# problems connecting to a network



## donmaico (Jan 12, 2015)

Hi, hope I am in the right forum .By portable I assume that mens mobile routers like the one i recently bought to use with my tablets away from my existing network. Its a Huawei E586 which I acquired via Amazon .
I also bought pre loaded sim and I thought once I attached and connected to my Mac OS X 10.10.1, everything would be plain sailing.It hasn't been. I got as far as having the associated network called My Broadband -e72e (together with the ISP Talk Talk one i use regularly ) available but it doesnt "join".
Every time i try to it tells me that "a problem has occurred ,the webpage couldn't be loaded", which i can understands because an icon associated with My Broadband which sits on my Dock, shows me "Safari cannot connect with the server" every time I click on it, so its effectively useless. I am therefore wondering if its a sim issue.
My tablets needless to say, does not work either and the mobile sim shows "no network" in its window .Anyone got any suggestions? Thanks


----------



## Stick486 (Jan 4, 2013)

donmaico said:


> hi, hope i am in the right forum.... Anyone got any suggestions? Thanks


you are not....
Different forum...


----------



## MT Stringer (Aug 15, 2012)

Woodworking routers, we are. Check the title on the home page. But welcome anyway.


----------



## donmaico (Jan 12, 2015)

oh dear sorry, should have read more closely before jumping the gun.duh!


----------



## Rogerdodge (Apr 24, 2014)

But now you are here , why not check out some of the threads . You may never leave !



Rog


----------



## MT Stringer (Aug 15, 2012)

donmaico said:


> oh dear sorry, should have read more closely before jumping the gun.duh!
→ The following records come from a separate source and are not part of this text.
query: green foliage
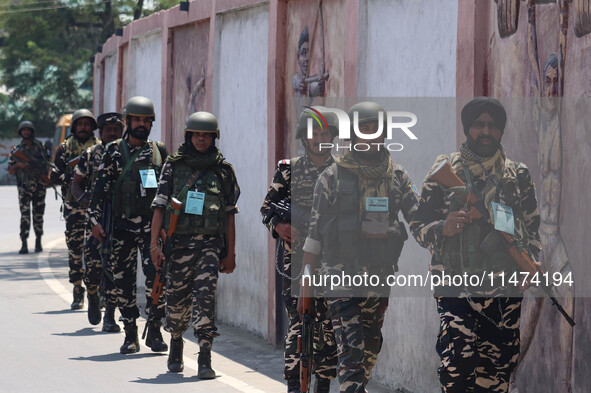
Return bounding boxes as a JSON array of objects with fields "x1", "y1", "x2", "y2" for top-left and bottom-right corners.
[{"x1": 0, "y1": 0, "x2": 177, "y2": 137}]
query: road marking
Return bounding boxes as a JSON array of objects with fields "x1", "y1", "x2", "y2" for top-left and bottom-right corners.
[{"x1": 37, "y1": 238, "x2": 284, "y2": 393}]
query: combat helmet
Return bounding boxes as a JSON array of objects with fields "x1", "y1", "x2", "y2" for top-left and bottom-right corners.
[
  {"x1": 347, "y1": 101, "x2": 387, "y2": 141},
  {"x1": 123, "y1": 96, "x2": 156, "y2": 121},
  {"x1": 185, "y1": 112, "x2": 220, "y2": 139},
  {"x1": 296, "y1": 106, "x2": 339, "y2": 140},
  {"x1": 97, "y1": 112, "x2": 124, "y2": 129},
  {"x1": 17, "y1": 120, "x2": 35, "y2": 137},
  {"x1": 71, "y1": 109, "x2": 97, "y2": 134}
]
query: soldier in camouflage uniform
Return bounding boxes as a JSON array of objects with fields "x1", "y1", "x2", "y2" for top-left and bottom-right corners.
[
  {"x1": 51, "y1": 109, "x2": 100, "y2": 310},
  {"x1": 8, "y1": 121, "x2": 49, "y2": 254},
  {"x1": 410, "y1": 97, "x2": 541, "y2": 393},
  {"x1": 89, "y1": 96, "x2": 168, "y2": 354},
  {"x1": 298, "y1": 102, "x2": 417, "y2": 393},
  {"x1": 71, "y1": 112, "x2": 123, "y2": 332},
  {"x1": 150, "y1": 112, "x2": 240, "y2": 379},
  {"x1": 261, "y1": 110, "x2": 338, "y2": 393}
]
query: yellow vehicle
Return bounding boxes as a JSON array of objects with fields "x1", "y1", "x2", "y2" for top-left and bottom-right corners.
[{"x1": 51, "y1": 113, "x2": 72, "y2": 162}]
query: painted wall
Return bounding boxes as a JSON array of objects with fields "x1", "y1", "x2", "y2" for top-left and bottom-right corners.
[
  {"x1": 128, "y1": 29, "x2": 163, "y2": 142},
  {"x1": 103, "y1": 51, "x2": 121, "y2": 112},
  {"x1": 170, "y1": 22, "x2": 209, "y2": 149},
  {"x1": 357, "y1": 0, "x2": 458, "y2": 393},
  {"x1": 213, "y1": 6, "x2": 269, "y2": 336},
  {"x1": 458, "y1": 0, "x2": 591, "y2": 393}
]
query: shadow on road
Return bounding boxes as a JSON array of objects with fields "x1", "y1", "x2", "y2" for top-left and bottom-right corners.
[
  {"x1": 70, "y1": 353, "x2": 167, "y2": 364},
  {"x1": 51, "y1": 327, "x2": 102, "y2": 337},
  {"x1": 130, "y1": 372, "x2": 201, "y2": 385}
]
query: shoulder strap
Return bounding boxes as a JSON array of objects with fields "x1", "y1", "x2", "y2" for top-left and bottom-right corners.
[{"x1": 114, "y1": 139, "x2": 146, "y2": 192}]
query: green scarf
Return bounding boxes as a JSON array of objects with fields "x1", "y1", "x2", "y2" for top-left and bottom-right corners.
[
  {"x1": 166, "y1": 142, "x2": 224, "y2": 171},
  {"x1": 335, "y1": 150, "x2": 394, "y2": 217}
]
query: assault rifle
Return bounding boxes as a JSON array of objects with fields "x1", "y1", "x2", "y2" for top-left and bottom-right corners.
[
  {"x1": 68, "y1": 156, "x2": 80, "y2": 168},
  {"x1": 298, "y1": 265, "x2": 314, "y2": 392},
  {"x1": 431, "y1": 161, "x2": 575, "y2": 326},
  {"x1": 263, "y1": 199, "x2": 310, "y2": 233},
  {"x1": 142, "y1": 197, "x2": 183, "y2": 340},
  {"x1": 12, "y1": 149, "x2": 51, "y2": 185}
]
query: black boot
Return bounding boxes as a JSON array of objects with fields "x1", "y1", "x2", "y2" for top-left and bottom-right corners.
[
  {"x1": 18, "y1": 239, "x2": 29, "y2": 254},
  {"x1": 88, "y1": 290, "x2": 101, "y2": 325},
  {"x1": 103, "y1": 306, "x2": 121, "y2": 332},
  {"x1": 197, "y1": 348, "x2": 215, "y2": 379},
  {"x1": 287, "y1": 379, "x2": 301, "y2": 393},
  {"x1": 146, "y1": 321, "x2": 168, "y2": 352},
  {"x1": 70, "y1": 285, "x2": 84, "y2": 310},
  {"x1": 167, "y1": 337, "x2": 185, "y2": 373},
  {"x1": 119, "y1": 321, "x2": 140, "y2": 354},
  {"x1": 314, "y1": 375, "x2": 330, "y2": 393},
  {"x1": 35, "y1": 235, "x2": 43, "y2": 252}
]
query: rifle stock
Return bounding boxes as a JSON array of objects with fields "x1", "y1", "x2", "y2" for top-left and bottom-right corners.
[
  {"x1": 142, "y1": 197, "x2": 183, "y2": 339},
  {"x1": 430, "y1": 161, "x2": 575, "y2": 326},
  {"x1": 298, "y1": 265, "x2": 314, "y2": 392}
]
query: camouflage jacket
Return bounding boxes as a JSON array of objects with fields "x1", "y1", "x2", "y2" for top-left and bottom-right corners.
[
  {"x1": 410, "y1": 153, "x2": 541, "y2": 296},
  {"x1": 74, "y1": 143, "x2": 105, "y2": 193},
  {"x1": 8, "y1": 139, "x2": 49, "y2": 187},
  {"x1": 88, "y1": 139, "x2": 168, "y2": 233},
  {"x1": 152, "y1": 153, "x2": 240, "y2": 247},
  {"x1": 51, "y1": 135, "x2": 100, "y2": 204},
  {"x1": 260, "y1": 154, "x2": 334, "y2": 250},
  {"x1": 304, "y1": 158, "x2": 418, "y2": 255}
]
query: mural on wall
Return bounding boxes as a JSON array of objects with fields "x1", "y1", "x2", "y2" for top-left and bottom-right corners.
[
  {"x1": 493, "y1": 0, "x2": 579, "y2": 393},
  {"x1": 283, "y1": 0, "x2": 346, "y2": 156},
  {"x1": 168, "y1": 21, "x2": 209, "y2": 151}
]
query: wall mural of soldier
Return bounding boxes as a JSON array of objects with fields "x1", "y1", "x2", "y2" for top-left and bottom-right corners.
[{"x1": 497, "y1": 0, "x2": 582, "y2": 393}]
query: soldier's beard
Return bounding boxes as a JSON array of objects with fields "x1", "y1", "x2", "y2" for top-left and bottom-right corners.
[{"x1": 129, "y1": 126, "x2": 150, "y2": 141}]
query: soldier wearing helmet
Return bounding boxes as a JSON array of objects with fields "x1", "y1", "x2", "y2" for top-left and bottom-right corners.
[
  {"x1": 150, "y1": 112, "x2": 240, "y2": 379},
  {"x1": 298, "y1": 102, "x2": 417, "y2": 393},
  {"x1": 51, "y1": 109, "x2": 100, "y2": 310},
  {"x1": 88, "y1": 96, "x2": 168, "y2": 354},
  {"x1": 261, "y1": 107, "x2": 338, "y2": 393},
  {"x1": 70, "y1": 112, "x2": 124, "y2": 332},
  {"x1": 8, "y1": 120, "x2": 49, "y2": 254}
]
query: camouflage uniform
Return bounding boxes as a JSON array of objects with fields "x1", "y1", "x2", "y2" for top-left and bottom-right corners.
[
  {"x1": 261, "y1": 155, "x2": 337, "y2": 381},
  {"x1": 152, "y1": 149, "x2": 240, "y2": 351},
  {"x1": 74, "y1": 143, "x2": 117, "y2": 307},
  {"x1": 51, "y1": 135, "x2": 100, "y2": 284},
  {"x1": 8, "y1": 139, "x2": 49, "y2": 240},
  {"x1": 410, "y1": 145, "x2": 540, "y2": 393},
  {"x1": 89, "y1": 139, "x2": 167, "y2": 325},
  {"x1": 304, "y1": 153, "x2": 417, "y2": 393}
]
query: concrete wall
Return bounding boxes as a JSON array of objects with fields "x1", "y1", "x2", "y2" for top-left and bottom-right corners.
[
  {"x1": 103, "y1": 51, "x2": 121, "y2": 112},
  {"x1": 128, "y1": 29, "x2": 163, "y2": 142},
  {"x1": 214, "y1": 5, "x2": 269, "y2": 336},
  {"x1": 357, "y1": 0, "x2": 458, "y2": 393}
]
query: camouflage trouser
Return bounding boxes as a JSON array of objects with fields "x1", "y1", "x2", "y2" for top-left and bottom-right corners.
[
  {"x1": 17, "y1": 183, "x2": 45, "y2": 240},
  {"x1": 166, "y1": 235, "x2": 224, "y2": 348},
  {"x1": 277, "y1": 242, "x2": 337, "y2": 380},
  {"x1": 64, "y1": 203, "x2": 86, "y2": 283},
  {"x1": 326, "y1": 294, "x2": 388, "y2": 393},
  {"x1": 108, "y1": 229, "x2": 164, "y2": 324},
  {"x1": 436, "y1": 297, "x2": 521, "y2": 393},
  {"x1": 84, "y1": 221, "x2": 117, "y2": 307}
]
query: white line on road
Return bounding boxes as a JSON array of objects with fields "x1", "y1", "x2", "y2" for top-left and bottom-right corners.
[{"x1": 37, "y1": 238, "x2": 276, "y2": 393}]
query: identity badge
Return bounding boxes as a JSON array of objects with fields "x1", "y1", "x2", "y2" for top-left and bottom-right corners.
[
  {"x1": 185, "y1": 191, "x2": 205, "y2": 216},
  {"x1": 492, "y1": 202, "x2": 515, "y2": 235},
  {"x1": 365, "y1": 197, "x2": 388, "y2": 212},
  {"x1": 140, "y1": 169, "x2": 158, "y2": 188}
]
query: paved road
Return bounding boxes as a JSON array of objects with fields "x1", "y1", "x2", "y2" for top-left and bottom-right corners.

There are a lot of knowledgeable folks here, some of whom, may be able to help. Stick around and see if they drop in with some help for ya.


----------



## RMIGHTY1 (Nov 5, 2014)

Hello Michael. Plug into your new modem/router using a cable, prolly usb. Attach to your puter. Use your browser to access the router control panel at 192.168.1.1. User name and password are both default at "Admin". Follow control panel menu to set up your network SSID and Passphrase (or password). If you can set to permit only specified MAC address, that is most desirable for security. Add your devices MAC addresses. Save and you should be good to go. You also should have choice of security encryptions. Once you are setup wirelessly, you will no longer need the cable. Choose the most secure that works on your network. Then go to a computer router device forum. Cheers!!!


----------



## donmaico (Jan 12, 2015)

thanks all of you .I finally managed to get my issue sorted


----------



## schnewj (Nov 18, 2013)

donmaico said:


> thanks all of you .I finally managed to get my issue sorted


Now go do a woodworking project and come back and show us. We love bringing new folks into the fold.

Bill


----------



## dutchman 46 (May 23, 2007)

schnewj said:


> Now go do a woodworking project and come back and show us. We love bringing new folks into the fold.
> 
> Bill


I am glad that the product didn't make the personal care line! that would be a solution to getting rid of hair before balding was a problem


----------



## RainMan 2.0 (May 6, 2014)

RMIGHTY1 said:


> Hello Michael. Plug into your new modem/router using a cable, prolly usb. Attach to your puter. Use your browser to access the router control panel at 192.168.1.1


Ray it's been a while , but I always accessed my Routers with 192.168.0.1 . 
Does that brand of router use a differant IP ?


----------



## Dmeadows (Jun 28, 2011)

RainMan1 said:


> Ray it's been a while , but I always accessed my Routers with 192.168.0.1 .
> Does that brand of router use a differant IP ?


192.168.1.1 works for most I've used. Your manual should tell you for sure though!


----------



## donmaico (Jan 12, 2015)

you wouldn't want to see my wood working "skills"


----------



## RMIGHTY1 (Nov 5, 2014)

RainMan1 said:


> Ray it's been a while , but I always accessed my Routers with 192.168.0.1 .
> Does that brand of router use a differant IP ?


Hi Rick. Different manufacturers use different access IP's. The one mentioned in the OP required the one given. User ID's and default passwords also vary by manufacturer. Once the router bios is accessed, you can change it to any properly formatted IP.

Cheers!!!


----------